Microsoft Corp.’s video-game head Phil Spencer might have been correct when he
wrote, in a piece of corporate cringe straight out of HBO’s
Succession, that acquiring Nintendo Co. would be a “career moment” for him.
Spencer’s dream of buying the venerable Japanese firm was revealed, alongside other confidential plans, in an
accidental leak of emails related to Microsoft’s video-game operations recently uploaded to a federal court website. The email concerning Nintendo is dated 2020; Microsoft has acknowledged the leaked documents, but
says “much has changed” since they were written.
What hasn’t changed is Nintendo’s undoubted attractiveness as an asset. Even after Microsoft completes the $69 billion acquisition of Activision Blizzard Inc., it could no doubt afford the purchase. But even if Spencer somehow convinced Nintendo’s board to agree, and assuming such a deal cleared antitrust regulators, it’s hard to conclude it would be, as he wrote, “a good move for both companies.”
Indeed, it’s tricky to imagine a greater clash of cultures. Executives at the Japanese firm
famously cut their own salaries rather than lay off workers during the failure of the Wii U
1; Microsoft just
laid off 10,000 workers earlier this year, before reporting record revenue. The Redmond-based firm has a decades-long history of seemingly smart but ultimately poorly managed acquisitions, from Skype to Nokia.
Spencer notes that the Nintendo board “until recently has not pushed for further increases in market growth or stock appreciation,” something that, to the despair of frustrated Nintendo bulls, is true. The video-game maker stubbornly marches to the beat of its own drum; shareholders are just one consideration.
It’s “taking a long time for Nintendo to see that their future exists off their own hardware,” Spencer also wrote. The firm has remained committed to the idea that its integration of hardware and software — or in layman’s terms, the idea that Nintendo games are available only on Nintendo devices — differentiates it from the pack. Flying in the face of conventional wisdom is Nintendo’s MO; ignoring the demands in the mid-2010s that it abandon its own machines and shift to mobile gaming is the reason the company is so successful now. The Switch is in with a chance to surpass Sony Group Corp.’s PlayStation 2 to become the best-selling console ever made.
Microsoft disagrees. It’s less concerned about hardware, and sees the future of gaming on the cloud. Gamers can play, for example,
Minecraft, the franchise it acquired in 2014, on Xbox, PC, mobile or even Switch. Most likely, the source of Microsoft’s interest would be Nintendo’s intellectual property: Mario, Zelda, Donkey Kong and the host of other franchises. The value of these characters seems insufficiently factored into Nintendo’s share price, considering the recent
success of
The Super Mario Bros. Movie.
At least in the short run, it seems plausible that Microsoft could exploit Nintendo’s IP better than the Kyoto firm itself does. But Nintendo remains, as Spencer called it, “THE prime asset” in gaming, because of how protective it is of its properties. It hasn’t released a new mainline
Mario game in six years, and it’s nearly a decade since the last new
Mario Kart . Contrast that to how Microsoft has over-exploited its one-time industry-leading IPs such as the
Halo series o
r Gears of War.
Interestingly, Spencer is not the first Microsoft executive to float this acquisition. When the US firm formed its Xbox division in the early 2000s, Nintendo was among the companies it reached out to, proposing an acquisition. It went about as well as you’d expect: “They just laughed their asses off,” one executive
said years later. “Like, imagine an hour of somebody just laughing at you. That was kind of how that meeting went.”

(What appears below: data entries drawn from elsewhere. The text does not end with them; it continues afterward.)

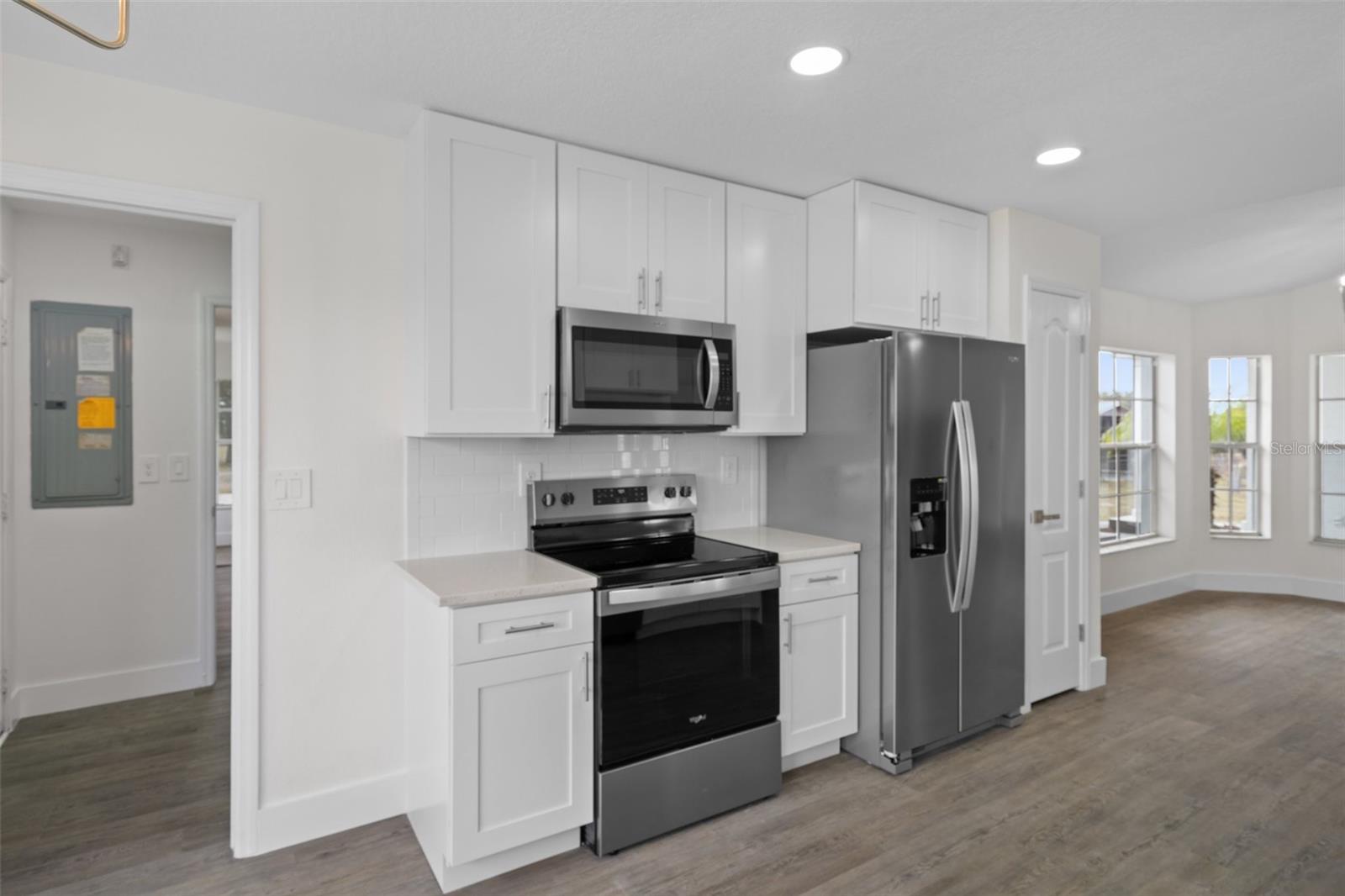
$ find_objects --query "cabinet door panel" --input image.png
[726,184,809,436]
[930,203,989,336]
[556,144,651,314]
[650,166,724,323]
[451,645,593,865]
[422,116,556,433]
[854,183,928,329]
[780,594,859,756]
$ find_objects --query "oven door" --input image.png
[597,567,780,771]
[556,308,738,432]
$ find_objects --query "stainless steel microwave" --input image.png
[556,308,738,432]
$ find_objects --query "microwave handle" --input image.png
[697,339,720,410]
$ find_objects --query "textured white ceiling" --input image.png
[0,0,1345,295]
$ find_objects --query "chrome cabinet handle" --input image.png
[504,623,556,635]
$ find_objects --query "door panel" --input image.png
[648,166,724,323]
[1024,289,1088,703]
[726,183,809,436]
[928,203,989,336]
[894,332,960,752]
[962,339,1024,728]
[451,645,593,865]
[780,594,859,756]
[556,144,642,314]
[854,183,928,329]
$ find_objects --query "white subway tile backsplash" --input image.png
[406,433,765,557]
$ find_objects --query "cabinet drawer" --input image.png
[780,554,859,607]
[453,591,593,666]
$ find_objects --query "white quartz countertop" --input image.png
[697,526,859,564]
[397,551,597,607]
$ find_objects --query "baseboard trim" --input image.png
[12,659,211,719]
[251,771,406,856]
[1101,572,1345,616]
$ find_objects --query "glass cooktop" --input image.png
[538,535,778,588]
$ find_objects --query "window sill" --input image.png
[1101,535,1177,557]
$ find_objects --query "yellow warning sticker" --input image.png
[78,396,117,430]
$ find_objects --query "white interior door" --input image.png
[1025,288,1088,703]
[650,166,724,323]
[556,144,651,314]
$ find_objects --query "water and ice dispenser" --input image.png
[910,477,948,557]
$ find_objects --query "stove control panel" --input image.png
[527,473,695,526]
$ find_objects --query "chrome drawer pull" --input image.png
[504,623,556,635]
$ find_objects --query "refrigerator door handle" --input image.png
[944,401,971,614]
[960,401,980,609]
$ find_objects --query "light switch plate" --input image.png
[518,460,542,498]
[266,470,314,510]
[168,455,191,482]
[136,455,159,483]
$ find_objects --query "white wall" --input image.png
[406,435,765,557]
[0,55,405,847]
[8,207,230,716]
[1094,282,1345,611]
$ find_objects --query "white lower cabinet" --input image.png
[406,592,594,893]
[780,594,859,767]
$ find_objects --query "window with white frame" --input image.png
[1316,354,1345,542]
[1098,349,1158,546]
[1209,356,1262,535]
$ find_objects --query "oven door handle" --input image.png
[597,567,780,616]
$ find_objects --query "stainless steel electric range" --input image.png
[529,475,780,856]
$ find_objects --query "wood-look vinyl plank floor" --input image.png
[0,586,1345,896]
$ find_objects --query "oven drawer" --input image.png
[453,591,593,666]
[780,554,859,607]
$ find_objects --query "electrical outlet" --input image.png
[136,455,159,483]
[518,461,542,498]
[168,455,191,482]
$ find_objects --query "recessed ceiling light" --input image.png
[789,47,845,76]
[1037,146,1084,166]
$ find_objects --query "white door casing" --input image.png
[1025,284,1088,703]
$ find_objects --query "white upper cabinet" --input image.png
[406,112,556,436]
[809,180,989,336]
[556,144,724,322]
[726,183,809,436]
[650,166,724,323]
[556,144,650,312]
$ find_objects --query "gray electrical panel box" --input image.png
[32,302,132,509]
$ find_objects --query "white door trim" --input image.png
[1022,275,1107,708]
[0,161,261,857]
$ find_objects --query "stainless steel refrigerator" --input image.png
[767,332,1025,772]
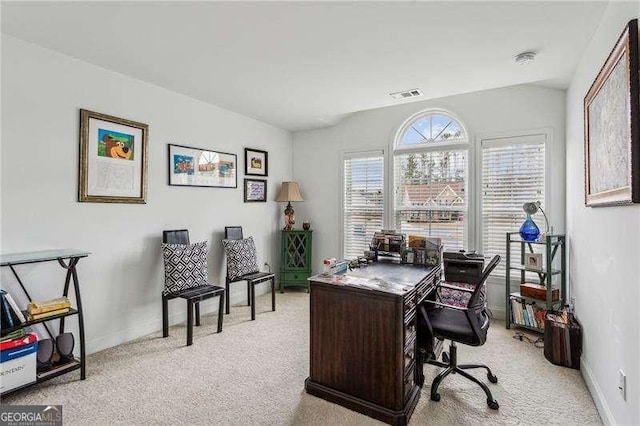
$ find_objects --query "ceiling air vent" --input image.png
[389,89,422,99]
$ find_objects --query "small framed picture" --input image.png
[244,179,267,203]
[244,148,269,176]
[168,144,238,188]
[524,253,542,271]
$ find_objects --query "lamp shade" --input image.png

Times have changed in Japanese corporate culture since the turn of the millennium. Foreign acquisitions of storied brands are no longer unheard of, and boards are under more
pressure than ever to improve returns for shareholders. The reaction, however, to an attempted Microsoft takeover of Nintendo would likely be the same as two decades ago: laughter. (When contacted, Nintendo said it was not appropriate to comment.)
One fly in the ointment, however, might be the presence of activist investors. ValueAct Capital Partners, which
built a 2% stake in Nintendo in 2020, has been holding discussions with management, though unlike some of its other dealings in Japan, the fund has not taken its push public. Another thing to note is Nintendo’s second-largest shareholder — Saudi Arabia’s Public Investment Fund has been building interests in video-game firms in Japan and beyond, while saying little about their purpose.
After seeing one beloved Japanese asset shockingly acquired, with animator Studio Ghibli being
bought by a local broadcaster, the idea that Nintendo could fall into foreign hands will concern proponents of soft power. But thankfully, it seems unlikely this deal will make it out of level one.